I think you've mistaken directness for lack of care. What @Ragdoll Circus means by building a narrative is that you've told yourself the "story" of what happened in such a way as to point to abuse. It's there in the language you use, which elicits an emotional rather than a rational/cognitive response and the way you describe it in the third person. A good example of your use of language is in the part I quoted before. While I might question the wisdom of bringing guys back to the house for sex when you've got tiny children, the kids were sleeping, she had sex, the guys left to take you home, the kids were sleeping and knew nothing about it.You guys need to ease up
Using emotive language about the woman's acceptable behaviour (having sex while her children were sleeping - isn't that when most parents have sex) takes people to a place where they think "if she would do that terrible thing what else is she capable of", when she hasn't actually done a terrible thing. The other part of that is that consensual sex with an adult, threesomes, one night stands, whatever kind of sex it was, doesn't equal someone then being capable of rape or sexual assault, which you point to with your use of language (e.g.
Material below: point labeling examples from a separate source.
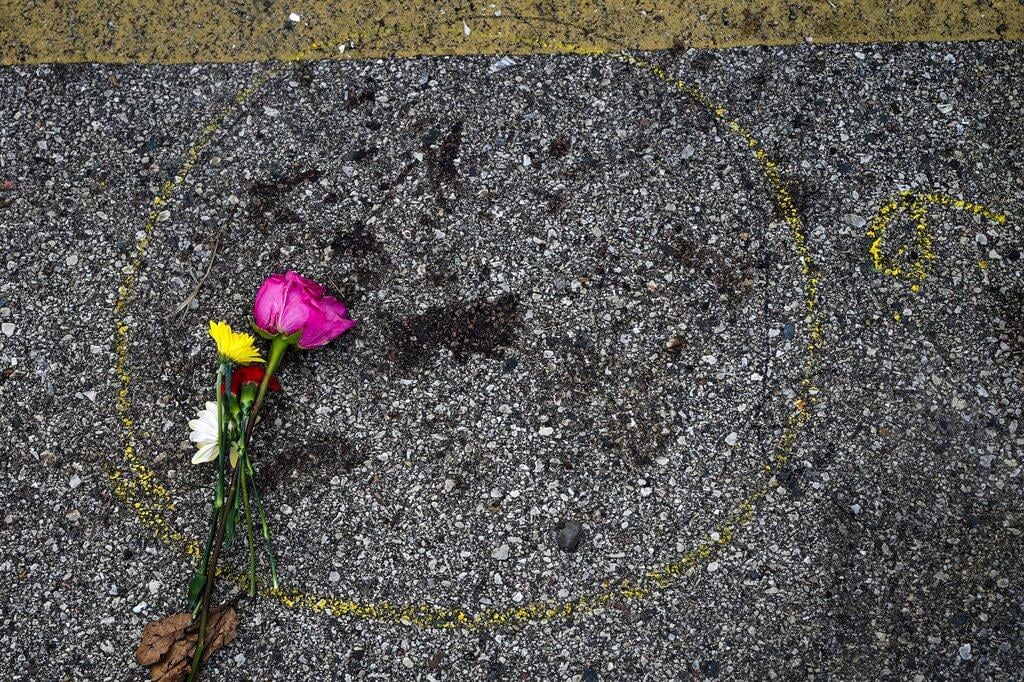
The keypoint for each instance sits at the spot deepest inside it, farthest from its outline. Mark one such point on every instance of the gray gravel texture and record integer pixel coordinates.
(520, 246)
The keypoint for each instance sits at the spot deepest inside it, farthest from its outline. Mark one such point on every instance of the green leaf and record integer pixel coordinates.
(232, 517)
(259, 331)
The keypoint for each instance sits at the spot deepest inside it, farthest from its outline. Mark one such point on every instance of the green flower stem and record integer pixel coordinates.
(265, 528)
(279, 345)
(211, 573)
(223, 385)
(201, 569)
(250, 536)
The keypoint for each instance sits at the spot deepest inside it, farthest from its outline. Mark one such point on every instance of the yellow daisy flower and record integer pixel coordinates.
(233, 346)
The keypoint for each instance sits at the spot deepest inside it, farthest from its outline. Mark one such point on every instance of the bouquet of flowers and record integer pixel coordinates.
(290, 310)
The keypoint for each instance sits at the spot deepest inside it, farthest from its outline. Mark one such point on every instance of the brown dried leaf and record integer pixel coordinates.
(169, 644)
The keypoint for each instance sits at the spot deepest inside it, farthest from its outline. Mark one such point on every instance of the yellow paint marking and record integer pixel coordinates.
(196, 31)
(914, 206)
(152, 503)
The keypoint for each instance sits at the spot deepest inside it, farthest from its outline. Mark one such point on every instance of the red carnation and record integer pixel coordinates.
(251, 374)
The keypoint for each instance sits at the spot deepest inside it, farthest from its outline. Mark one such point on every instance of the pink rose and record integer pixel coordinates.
(290, 304)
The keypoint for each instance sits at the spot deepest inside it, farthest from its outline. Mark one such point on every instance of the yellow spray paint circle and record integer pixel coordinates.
(139, 487)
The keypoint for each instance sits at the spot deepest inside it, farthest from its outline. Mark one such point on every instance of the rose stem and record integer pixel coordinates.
(262, 520)
(278, 348)
(223, 385)
(250, 536)
(211, 574)
(223, 381)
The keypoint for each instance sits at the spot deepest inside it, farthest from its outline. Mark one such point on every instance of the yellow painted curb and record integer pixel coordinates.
(186, 32)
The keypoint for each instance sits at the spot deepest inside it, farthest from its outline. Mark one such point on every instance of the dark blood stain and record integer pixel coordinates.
(802, 195)
(360, 96)
(556, 204)
(440, 161)
(482, 327)
(559, 147)
(790, 479)
(264, 199)
(702, 61)
(356, 242)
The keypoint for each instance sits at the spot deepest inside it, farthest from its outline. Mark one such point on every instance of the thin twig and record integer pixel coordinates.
(183, 305)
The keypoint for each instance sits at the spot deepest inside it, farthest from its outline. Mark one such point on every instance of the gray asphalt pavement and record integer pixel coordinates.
(579, 301)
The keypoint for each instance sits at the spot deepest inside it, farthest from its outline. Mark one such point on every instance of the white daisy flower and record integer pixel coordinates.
(205, 432)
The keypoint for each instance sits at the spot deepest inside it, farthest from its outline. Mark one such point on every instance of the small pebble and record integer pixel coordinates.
(568, 535)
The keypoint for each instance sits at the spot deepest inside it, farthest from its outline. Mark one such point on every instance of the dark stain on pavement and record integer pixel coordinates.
(440, 160)
(264, 199)
(482, 327)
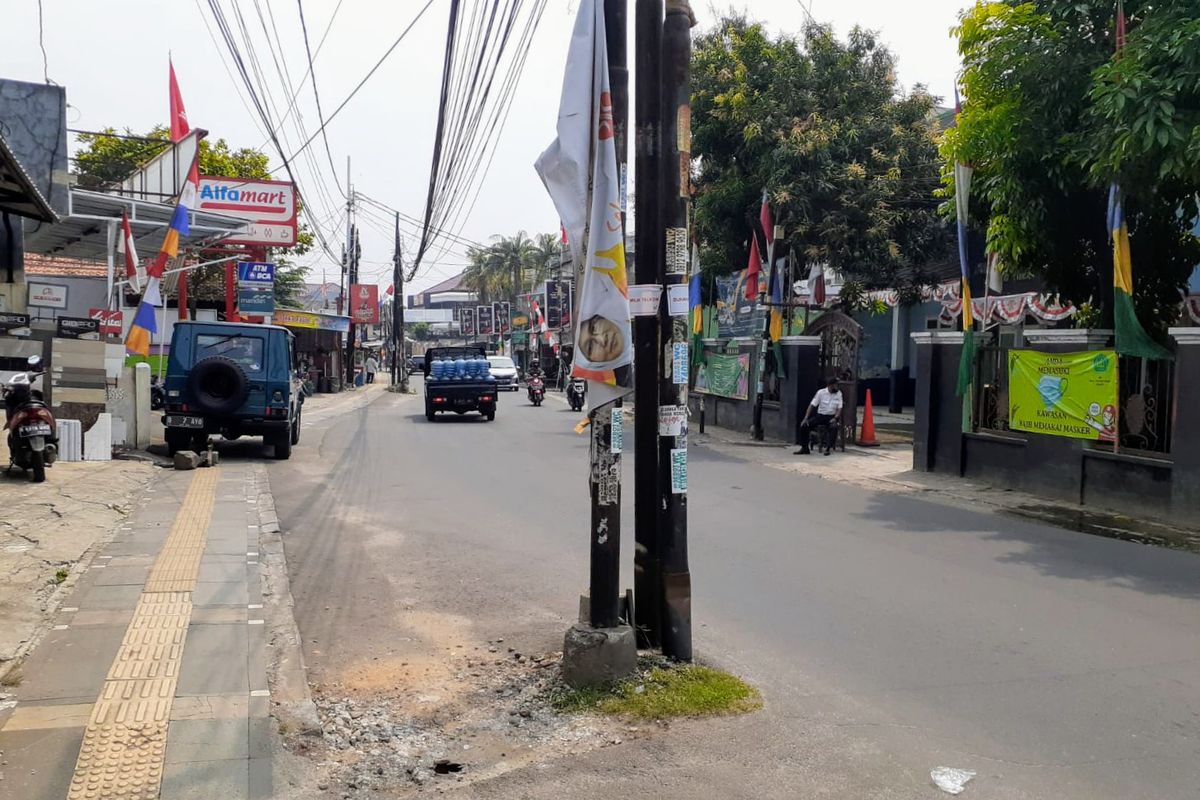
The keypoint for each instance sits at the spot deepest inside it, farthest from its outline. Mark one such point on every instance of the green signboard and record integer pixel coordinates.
(725, 376)
(1063, 394)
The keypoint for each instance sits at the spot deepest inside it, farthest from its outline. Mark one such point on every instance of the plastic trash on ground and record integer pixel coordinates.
(951, 780)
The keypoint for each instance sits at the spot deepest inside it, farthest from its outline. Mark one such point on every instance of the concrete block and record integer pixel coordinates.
(186, 459)
(593, 656)
(70, 439)
(97, 443)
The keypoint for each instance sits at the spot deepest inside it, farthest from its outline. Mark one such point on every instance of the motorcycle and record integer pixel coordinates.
(576, 394)
(33, 433)
(537, 390)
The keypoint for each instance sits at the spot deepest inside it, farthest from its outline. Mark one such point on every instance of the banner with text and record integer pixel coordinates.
(1063, 394)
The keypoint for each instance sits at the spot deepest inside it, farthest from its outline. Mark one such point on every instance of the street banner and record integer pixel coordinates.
(736, 316)
(503, 318)
(365, 304)
(580, 173)
(725, 376)
(1063, 394)
(486, 320)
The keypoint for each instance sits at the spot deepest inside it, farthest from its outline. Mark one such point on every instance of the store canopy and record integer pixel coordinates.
(83, 232)
(18, 194)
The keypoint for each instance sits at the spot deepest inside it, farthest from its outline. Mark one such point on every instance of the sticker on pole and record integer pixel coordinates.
(677, 299)
(677, 251)
(643, 299)
(671, 420)
(679, 362)
(679, 470)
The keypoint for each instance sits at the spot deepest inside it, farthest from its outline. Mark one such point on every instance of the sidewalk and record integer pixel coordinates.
(153, 681)
(888, 468)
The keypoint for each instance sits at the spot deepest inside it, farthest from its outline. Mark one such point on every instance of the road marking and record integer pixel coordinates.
(125, 741)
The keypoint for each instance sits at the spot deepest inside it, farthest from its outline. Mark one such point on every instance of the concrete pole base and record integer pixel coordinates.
(598, 655)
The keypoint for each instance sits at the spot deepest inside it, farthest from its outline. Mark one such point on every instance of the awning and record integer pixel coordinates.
(18, 194)
(83, 232)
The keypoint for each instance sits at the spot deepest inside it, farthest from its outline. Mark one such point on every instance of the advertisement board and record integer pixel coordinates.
(725, 376)
(365, 304)
(270, 206)
(47, 295)
(111, 320)
(1063, 394)
(486, 320)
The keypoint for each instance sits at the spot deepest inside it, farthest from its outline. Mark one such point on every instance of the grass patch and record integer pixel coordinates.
(664, 692)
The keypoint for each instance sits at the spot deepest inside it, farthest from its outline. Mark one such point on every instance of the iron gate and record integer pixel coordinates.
(840, 341)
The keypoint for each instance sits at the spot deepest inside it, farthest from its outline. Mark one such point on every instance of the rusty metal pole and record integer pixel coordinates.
(673, 330)
(648, 250)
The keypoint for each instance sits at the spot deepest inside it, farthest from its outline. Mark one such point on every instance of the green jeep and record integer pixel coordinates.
(234, 379)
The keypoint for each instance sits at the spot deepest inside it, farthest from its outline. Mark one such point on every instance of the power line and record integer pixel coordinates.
(367, 77)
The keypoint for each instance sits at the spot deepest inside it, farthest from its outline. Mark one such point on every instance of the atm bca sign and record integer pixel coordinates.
(270, 206)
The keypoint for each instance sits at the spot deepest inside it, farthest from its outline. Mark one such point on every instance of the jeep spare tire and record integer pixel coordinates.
(217, 385)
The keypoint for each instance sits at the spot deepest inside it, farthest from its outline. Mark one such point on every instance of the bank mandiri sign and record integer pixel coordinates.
(269, 205)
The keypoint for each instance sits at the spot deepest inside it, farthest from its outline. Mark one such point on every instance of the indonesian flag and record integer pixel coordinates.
(179, 126)
(768, 224)
(127, 248)
(754, 266)
(816, 284)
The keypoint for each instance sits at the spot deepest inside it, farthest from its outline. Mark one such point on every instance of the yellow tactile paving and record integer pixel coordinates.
(125, 743)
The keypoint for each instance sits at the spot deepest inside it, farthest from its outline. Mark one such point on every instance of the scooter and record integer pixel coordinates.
(33, 433)
(537, 390)
(576, 394)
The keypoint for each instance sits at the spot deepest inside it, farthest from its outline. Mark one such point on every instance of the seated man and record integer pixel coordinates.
(823, 411)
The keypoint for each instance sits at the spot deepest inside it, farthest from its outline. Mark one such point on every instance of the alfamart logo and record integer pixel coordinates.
(273, 200)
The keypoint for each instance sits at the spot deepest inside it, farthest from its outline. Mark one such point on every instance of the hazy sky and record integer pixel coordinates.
(112, 58)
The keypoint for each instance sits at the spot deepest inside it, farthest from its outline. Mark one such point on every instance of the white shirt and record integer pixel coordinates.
(827, 402)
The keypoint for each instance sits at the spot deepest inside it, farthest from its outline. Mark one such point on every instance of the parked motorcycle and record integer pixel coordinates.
(537, 390)
(576, 394)
(33, 433)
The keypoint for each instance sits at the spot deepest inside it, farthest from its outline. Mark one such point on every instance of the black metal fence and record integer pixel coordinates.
(1147, 396)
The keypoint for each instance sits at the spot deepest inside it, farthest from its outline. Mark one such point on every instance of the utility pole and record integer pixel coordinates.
(649, 250)
(605, 563)
(673, 331)
(399, 368)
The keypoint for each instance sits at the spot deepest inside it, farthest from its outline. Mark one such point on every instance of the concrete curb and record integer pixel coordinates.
(287, 673)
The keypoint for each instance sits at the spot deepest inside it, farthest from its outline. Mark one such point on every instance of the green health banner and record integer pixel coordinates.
(725, 376)
(1063, 394)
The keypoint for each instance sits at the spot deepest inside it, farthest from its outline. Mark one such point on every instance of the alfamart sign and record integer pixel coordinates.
(270, 206)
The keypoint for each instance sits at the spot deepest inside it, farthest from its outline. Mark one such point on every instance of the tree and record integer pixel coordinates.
(105, 160)
(1053, 116)
(849, 162)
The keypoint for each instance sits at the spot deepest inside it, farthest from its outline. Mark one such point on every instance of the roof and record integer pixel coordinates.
(449, 284)
(18, 193)
(83, 232)
(64, 268)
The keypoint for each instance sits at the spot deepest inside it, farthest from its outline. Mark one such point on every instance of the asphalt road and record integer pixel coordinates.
(889, 636)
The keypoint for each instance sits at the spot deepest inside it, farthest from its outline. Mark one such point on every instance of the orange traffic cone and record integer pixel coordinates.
(867, 438)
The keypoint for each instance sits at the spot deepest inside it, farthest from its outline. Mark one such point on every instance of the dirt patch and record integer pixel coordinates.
(405, 726)
(47, 529)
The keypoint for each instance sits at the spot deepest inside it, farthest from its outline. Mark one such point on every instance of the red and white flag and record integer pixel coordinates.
(127, 248)
(179, 126)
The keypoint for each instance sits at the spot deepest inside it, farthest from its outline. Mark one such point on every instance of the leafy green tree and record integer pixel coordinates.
(1053, 116)
(849, 161)
(105, 160)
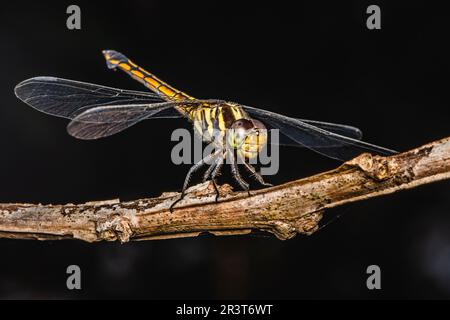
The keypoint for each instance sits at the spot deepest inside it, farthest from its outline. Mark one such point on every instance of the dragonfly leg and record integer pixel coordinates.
(258, 177)
(215, 173)
(191, 171)
(209, 171)
(236, 174)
The idea that stopping at a cemetery with a young person in the car means something sinister rather that it generally being the one place you'll be able to stop on a country road).
People telling their actual trauma history generally don't need to use language to bring out a reaction in the reader, the reaction comes because the story was so awful. And putting yourself in the third person makes it much harder to connect with what you've written. It sounds like you were scared, being taken to a remote house to look after kids you don't know for someone you don't know is all kinds of scary in and of itself. Filling in the gaps isn't helpful though, when it takes you to a place of searching for something that may really not have happened.
It's clear you have actual trauma to deal with and that's what I'd be working on. Are you still living at home with your parents? Parental substance misuse is horrible and can lead to really neglectful abusive parenting, and you have a rape that you are aware of. Work on those issues and, if there's anything else to remember, it'll come in time.